The prospect of the U.K. and European Union failing to secure a trade agreement after Brexit negotiations would be "unthinkable" and we can only live in hope that common sense prevails in the end, the deputy director at an influential Brussels-based think tank told CNBC on Wednesday.
"(From the EU's perspective) the U.K. cannot be seen to be doing better outside the EU (but) we must remember this is the U.K. we are talking about, this is not the archetypal enemy of the EU… we are still friends right?" Maria Demertzis, deputy director of Bruegel, told CNBC via phone on Wednesday.
U.K. Prime Minister Theresa May warned European leaders in January that no deal for Britain would be better than agreeing to a "bad deal" at the end of the two-year negotiating process. May has since secured the right to activate article 50 and begin the formal procedure of leaving the bloc although the market consensus is for Downing Street to wait until the end of March to do so.
"In Brussels, there are other priorities right now (such as European elections), and so we need to wait for governments, hopefully sensible ones, to be in place both in France and Germany. I just hope that the land that gave us common sense can prevail in the end… we can but hope," Demertzis added.
In the absence of an agreed trade deal, Britain would default to the tariffs and rules imposed by the World Trade Organization (WTO), which critics have warned would be disastrous for the U.K.
European Council President Donald Tusk moved to dismiss claims from the U.K. government that the country would sooner leave the European Union without a deal rather than sign one it deemed substandard.
"The claims increasingly taking the form of threats that no agreement will be good for the U.K. and bad for the EU needs to be addressed," Tusk told European Parliament on Wednesday.
"A no-deal scenario would be bad for everyone, but above all for the U.K. because it would leave a number of issues unresolved. We will not be intimidated by threats and I can assure you they simply will not work," Tusk added.

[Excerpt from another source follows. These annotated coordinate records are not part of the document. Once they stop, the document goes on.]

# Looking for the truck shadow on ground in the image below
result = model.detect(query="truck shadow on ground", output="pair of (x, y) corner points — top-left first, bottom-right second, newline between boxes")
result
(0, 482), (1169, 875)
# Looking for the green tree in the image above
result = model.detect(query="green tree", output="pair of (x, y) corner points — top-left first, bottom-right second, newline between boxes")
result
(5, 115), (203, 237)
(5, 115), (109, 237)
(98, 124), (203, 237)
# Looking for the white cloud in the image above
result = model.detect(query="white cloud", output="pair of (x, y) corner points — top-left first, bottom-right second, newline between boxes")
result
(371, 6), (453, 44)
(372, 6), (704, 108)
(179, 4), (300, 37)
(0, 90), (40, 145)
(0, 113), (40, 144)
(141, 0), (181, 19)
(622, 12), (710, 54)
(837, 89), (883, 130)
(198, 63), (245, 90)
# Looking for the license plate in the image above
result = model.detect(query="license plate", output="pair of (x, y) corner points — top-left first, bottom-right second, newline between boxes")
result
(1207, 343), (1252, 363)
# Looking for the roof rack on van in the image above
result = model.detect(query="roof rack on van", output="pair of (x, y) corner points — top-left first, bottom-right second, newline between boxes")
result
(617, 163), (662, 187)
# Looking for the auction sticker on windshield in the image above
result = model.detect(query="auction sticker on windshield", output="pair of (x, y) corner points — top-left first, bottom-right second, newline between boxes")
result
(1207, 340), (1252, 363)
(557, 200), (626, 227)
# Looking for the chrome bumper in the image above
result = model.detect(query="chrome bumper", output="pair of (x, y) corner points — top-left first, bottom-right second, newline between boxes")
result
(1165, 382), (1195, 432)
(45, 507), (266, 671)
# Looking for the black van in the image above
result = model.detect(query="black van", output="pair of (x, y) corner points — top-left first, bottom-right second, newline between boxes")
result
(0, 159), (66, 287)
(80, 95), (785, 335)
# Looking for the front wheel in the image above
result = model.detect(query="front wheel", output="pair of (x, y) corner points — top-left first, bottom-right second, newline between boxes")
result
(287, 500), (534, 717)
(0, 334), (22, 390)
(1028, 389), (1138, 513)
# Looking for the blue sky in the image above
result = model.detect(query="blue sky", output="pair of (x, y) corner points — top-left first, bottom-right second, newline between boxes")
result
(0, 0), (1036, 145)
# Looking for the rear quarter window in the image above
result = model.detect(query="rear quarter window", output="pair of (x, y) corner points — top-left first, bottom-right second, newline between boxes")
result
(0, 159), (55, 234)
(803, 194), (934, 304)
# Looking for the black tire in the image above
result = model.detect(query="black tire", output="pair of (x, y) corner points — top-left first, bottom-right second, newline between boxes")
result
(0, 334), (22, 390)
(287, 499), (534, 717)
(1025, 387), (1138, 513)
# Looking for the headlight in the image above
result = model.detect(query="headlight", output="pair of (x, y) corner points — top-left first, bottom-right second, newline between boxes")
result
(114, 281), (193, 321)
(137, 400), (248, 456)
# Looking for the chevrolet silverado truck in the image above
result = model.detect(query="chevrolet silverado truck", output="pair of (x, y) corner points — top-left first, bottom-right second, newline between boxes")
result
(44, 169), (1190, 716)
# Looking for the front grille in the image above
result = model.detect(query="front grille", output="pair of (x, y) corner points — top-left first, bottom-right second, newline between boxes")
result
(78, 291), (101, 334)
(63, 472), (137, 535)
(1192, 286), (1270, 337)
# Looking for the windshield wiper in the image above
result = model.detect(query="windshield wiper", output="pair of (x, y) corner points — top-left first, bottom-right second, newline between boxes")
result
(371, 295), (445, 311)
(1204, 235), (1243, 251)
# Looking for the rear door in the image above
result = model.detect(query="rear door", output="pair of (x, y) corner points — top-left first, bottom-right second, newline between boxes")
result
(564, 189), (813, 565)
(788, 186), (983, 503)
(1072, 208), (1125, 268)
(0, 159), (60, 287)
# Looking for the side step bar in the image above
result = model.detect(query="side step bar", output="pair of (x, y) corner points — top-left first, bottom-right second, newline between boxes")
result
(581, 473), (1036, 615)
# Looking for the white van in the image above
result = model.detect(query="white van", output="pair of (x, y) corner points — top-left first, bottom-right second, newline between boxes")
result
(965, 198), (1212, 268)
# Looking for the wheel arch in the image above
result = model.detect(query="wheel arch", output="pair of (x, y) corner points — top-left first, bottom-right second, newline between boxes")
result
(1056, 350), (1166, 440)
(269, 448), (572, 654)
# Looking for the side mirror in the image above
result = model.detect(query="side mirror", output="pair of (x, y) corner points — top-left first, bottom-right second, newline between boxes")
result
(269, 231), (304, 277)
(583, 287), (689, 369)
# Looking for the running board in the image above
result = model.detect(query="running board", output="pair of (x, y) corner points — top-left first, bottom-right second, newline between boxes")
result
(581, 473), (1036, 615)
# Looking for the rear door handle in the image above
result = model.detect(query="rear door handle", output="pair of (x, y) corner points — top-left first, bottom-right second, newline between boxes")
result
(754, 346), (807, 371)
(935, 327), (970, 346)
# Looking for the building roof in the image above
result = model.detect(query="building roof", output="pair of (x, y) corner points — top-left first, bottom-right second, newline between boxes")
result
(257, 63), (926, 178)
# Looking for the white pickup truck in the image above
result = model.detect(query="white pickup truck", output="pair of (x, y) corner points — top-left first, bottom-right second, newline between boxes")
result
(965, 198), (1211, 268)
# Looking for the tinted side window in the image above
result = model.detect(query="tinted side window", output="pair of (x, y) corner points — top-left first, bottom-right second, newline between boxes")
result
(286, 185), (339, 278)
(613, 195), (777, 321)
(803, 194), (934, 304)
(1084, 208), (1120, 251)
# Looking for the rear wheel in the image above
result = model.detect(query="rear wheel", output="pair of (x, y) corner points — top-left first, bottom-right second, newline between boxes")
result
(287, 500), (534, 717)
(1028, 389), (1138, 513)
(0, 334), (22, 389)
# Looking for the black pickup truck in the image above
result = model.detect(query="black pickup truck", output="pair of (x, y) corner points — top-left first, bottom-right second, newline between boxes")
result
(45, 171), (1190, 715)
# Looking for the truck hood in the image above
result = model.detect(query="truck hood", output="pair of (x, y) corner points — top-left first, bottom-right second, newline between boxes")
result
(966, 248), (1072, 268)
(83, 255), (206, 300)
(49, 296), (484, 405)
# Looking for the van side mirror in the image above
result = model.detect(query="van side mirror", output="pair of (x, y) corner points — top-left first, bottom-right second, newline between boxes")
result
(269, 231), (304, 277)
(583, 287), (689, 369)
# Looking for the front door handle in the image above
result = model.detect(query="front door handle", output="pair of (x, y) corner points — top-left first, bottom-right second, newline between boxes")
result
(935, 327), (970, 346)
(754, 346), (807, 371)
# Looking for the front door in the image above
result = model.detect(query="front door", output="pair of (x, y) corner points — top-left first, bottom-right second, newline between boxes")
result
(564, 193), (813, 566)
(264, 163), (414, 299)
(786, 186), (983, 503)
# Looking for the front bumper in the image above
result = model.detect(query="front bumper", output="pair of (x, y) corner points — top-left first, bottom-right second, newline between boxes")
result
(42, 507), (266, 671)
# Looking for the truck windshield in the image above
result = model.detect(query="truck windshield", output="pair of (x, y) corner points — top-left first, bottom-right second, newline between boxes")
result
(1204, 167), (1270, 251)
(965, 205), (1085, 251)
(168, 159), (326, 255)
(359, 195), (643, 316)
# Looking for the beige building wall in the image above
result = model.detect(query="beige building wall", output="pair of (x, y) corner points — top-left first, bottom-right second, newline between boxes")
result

The U.K.'s Brexit minister David Davis admitted on Wednesday that the government had not yet analysed the economic impact of Britain leaving the EU without a new trade deal. Davis argued to a parliamentary committee hearing that the prospect of a 'no deal' outcome was not as frightening as people feared.
"It's easy for me to see U.K. trend growth fall to 1.5 percent or lower from its current pre-Brexit rates of 2.2 percent (in the absence of a trade deal)," Kallum Pickering, senior U.K. economist at Berenberg, told CNBC in a phone interview on Wednesday.
"It would certainly be damaging for both (but) the EU can live without a trade deal," he added.
British citizens were found to be overwhelmingly against the government's suggestion they could divorce the EU without a trade deal in place, according to a BMG Research study published on March 7.
The poll showed twice as many Britons would prefer the U.K. to stay in the EU instead of leave the bloc without a deal.